O melhor tira-dúvidas ortográfico

Esses dias eu estava na dúvida: mau comportamento ou mal comportamento? Como sempre faço nessas horas, fui ao meu revisor ortográfico de plantão: o Google. Em duas pesquisas Google sentenciou:

  • Mau comportamento: 2.780.000 resultados.
  • Mal comportamento: 5.280.000 resultados.

A voz do povo é a voz de Deus. Se a maioria escreve mal comportamento, então esse é o jeito certo, certo? Nesse caso específico fiquei meio desconfiado e fui mais a fundo recorrendo às fontes venerandas como o Dicionário Aurélio e às colegas revisoras do escritório e descobri que a norma culta prescreve a grafia mau comportamento. Será que os redatores da Internet estão abandonando a ortografia padrão por puro ódio, ignorância ou mesmo fundamentalismos ideológicos? Para tirar a teima, voltei aos resultados e comecei a observar um a um. Opa, parece que tem um ruído aqui, comentei com meus botões. Os resultados mostravam em muitos casos as duas palavras do argumento afastadas uma da outra no meio do texto.
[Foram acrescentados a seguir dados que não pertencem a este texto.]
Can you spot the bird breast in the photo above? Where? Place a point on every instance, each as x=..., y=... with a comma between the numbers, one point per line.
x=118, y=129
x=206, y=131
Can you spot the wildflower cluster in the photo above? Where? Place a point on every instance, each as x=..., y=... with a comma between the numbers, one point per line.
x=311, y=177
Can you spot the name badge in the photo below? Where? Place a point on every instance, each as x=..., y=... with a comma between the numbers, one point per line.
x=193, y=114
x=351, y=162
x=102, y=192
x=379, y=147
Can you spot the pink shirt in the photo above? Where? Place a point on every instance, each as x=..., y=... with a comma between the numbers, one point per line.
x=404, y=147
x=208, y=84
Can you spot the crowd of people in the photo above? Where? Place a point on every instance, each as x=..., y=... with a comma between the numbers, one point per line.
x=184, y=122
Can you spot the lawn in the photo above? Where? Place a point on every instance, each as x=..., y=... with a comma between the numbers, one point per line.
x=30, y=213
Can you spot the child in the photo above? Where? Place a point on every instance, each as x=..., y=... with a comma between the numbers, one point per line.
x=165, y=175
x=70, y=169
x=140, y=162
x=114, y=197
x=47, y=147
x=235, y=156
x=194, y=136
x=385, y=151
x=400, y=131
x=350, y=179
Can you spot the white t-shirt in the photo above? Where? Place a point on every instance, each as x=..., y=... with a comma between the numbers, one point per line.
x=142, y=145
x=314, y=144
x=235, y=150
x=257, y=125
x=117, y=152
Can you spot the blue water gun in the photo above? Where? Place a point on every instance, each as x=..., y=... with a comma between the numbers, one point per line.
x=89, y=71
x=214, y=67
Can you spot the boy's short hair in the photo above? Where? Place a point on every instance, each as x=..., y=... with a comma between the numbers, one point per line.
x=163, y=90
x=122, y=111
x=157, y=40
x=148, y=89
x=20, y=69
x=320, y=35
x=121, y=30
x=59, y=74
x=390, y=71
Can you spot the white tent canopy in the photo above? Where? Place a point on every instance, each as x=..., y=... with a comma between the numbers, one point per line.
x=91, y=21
Fui para a pesquisa em modo avançado e pedi uma busca pela frase exata. Para conseguir esse efeito basta colocar o argumento entre aspas. Na segunda tentativa, agora com frase exata, o levantamento de Google foi:

  • Mau comportamento: 302.000 resultados
  • Mal comportamento: 42.900 resultados

Pronto. Estava restabelecida a ordem natural das coisas. A Internet se expressa segundo a norma culta e os desvios típicos da ortografia padrão não chegam a 20% das ocorrências alinhadas com ela.

Você quis dizer? Outra forma de usar o Google como tira dúvidas ortográfico é invocar o eficiente e conselheiro Você quis dizer. Não sabe como escreve o nome da nossa presidente? Escreva como se lê: Dilma Russef e o Google gentilmente vai lhe sugerir uma pesquisa por Dilma Rousseff. Google tem tanta certeza do que está dizendo que simplesmente entrega os resultados incluindo o argumento ortograficamente correto. Caso você queira realmente buscar a forma em ortografia desviada terá que usar algum artifício como colocar a expressão entre aspas. Um exemplo: não adianta buscar Sigmund Froid no Google. Os resultados para Sigmund Freud virão junto a não ser que você escreva “Sigmund Froid” na caixa de busca.

Vamos deixar claro que Google apenas traz à tona a inteligência coletiva. Não é o grande irmão que conhece a grafia correta do sobrenome da presidente, mas uma legião de redatores confiáveis que povoam a Internet com a forma correta de escrever. Tá certo que o Google tem métodos para escolher as fontes que vai tomar como referência, mas nesse caso ele recorre a inteligência coletiva dos internautas que valorizam mais o bom conteúdo. Pelo menos em questões ortográficas, o bom comportamento prevalece sobre o mau.